Turning loss into music has never usually been a process given to a joyful meta, but anybody expecting Future Echoes to be drowned under a tsunami of bitterness was proven very wrong as for his third album the man boasting a new life away from the wreckage of his recent past delivered a smart, deftly self-contained album full of hummable melodies and unafraid hooks.

Working again with long-term partner and Fridge bassist Adem Ilhan, the focus was on underplayed programming and Lynch’s dream-begging voice as opener Far Gone (Don’t Leave), Lionhead and Dead Connection all flocked to a warmly neo-psychedelic banner not unfamiliar to lovers of The Beta Band at their peak.

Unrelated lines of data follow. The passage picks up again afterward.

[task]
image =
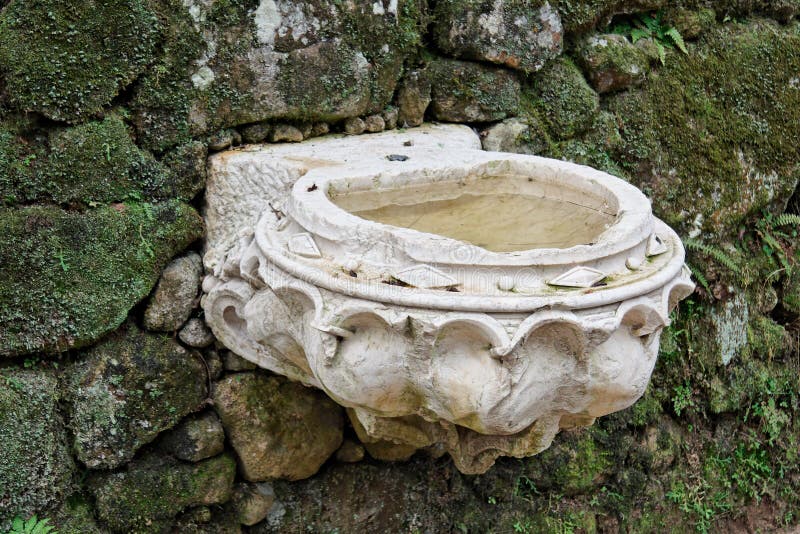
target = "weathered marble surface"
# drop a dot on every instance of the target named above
(433, 341)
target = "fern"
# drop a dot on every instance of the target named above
(700, 277)
(713, 252)
(787, 219)
(33, 525)
(676, 39)
(651, 26)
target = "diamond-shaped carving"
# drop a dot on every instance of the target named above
(578, 277)
(303, 245)
(425, 277)
(655, 245)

Sorely missed they may be, but there was consolation as not content with unloading this double-barrelled pop gun on a largely unsuspecting public, Lynch pressed on feverishly. And so a record which was ostensibly about life, death and renewal continued to shroud its fundament in the principles of openness enough for people to dip in without fear, the wispy Who’s Comin’ In, Strange Sun’s meandering journey into the cosmic and the slick, beatific finale After-Life all making for great noise by which to shuffle off our mortal coils.

And now it’s back again. The deluxe reissue game is one at the best of times with questionable ethics, but Future Echoes would probably be worth the ICYMI tag even without an intriguing additional bag of goodies including three live takes (Half Life, Far Gone, Strange Sun) from an outing at Kelvingrove Bandstand in 2017, a further trio of lo-fi makeovers for Afterlife, Dead Connection and Lionhead, along with a distortion heavy ambient versioning of Until Now by Canadian producer White Poppy.

Regret, disagreements, death, new beginnings; Johnny Lynch has used all these things as means of catharsis, writing songs with a granular bead of conscious happiness as opposed to the tragic feeling of being overwhelmed that so many men of his age can feel.

Meanwhile, in Cellardyke, the water continues to splash gently up against the jetty, and an old woman that may not really be there sings a happy song to herself that no-one else will ever hear.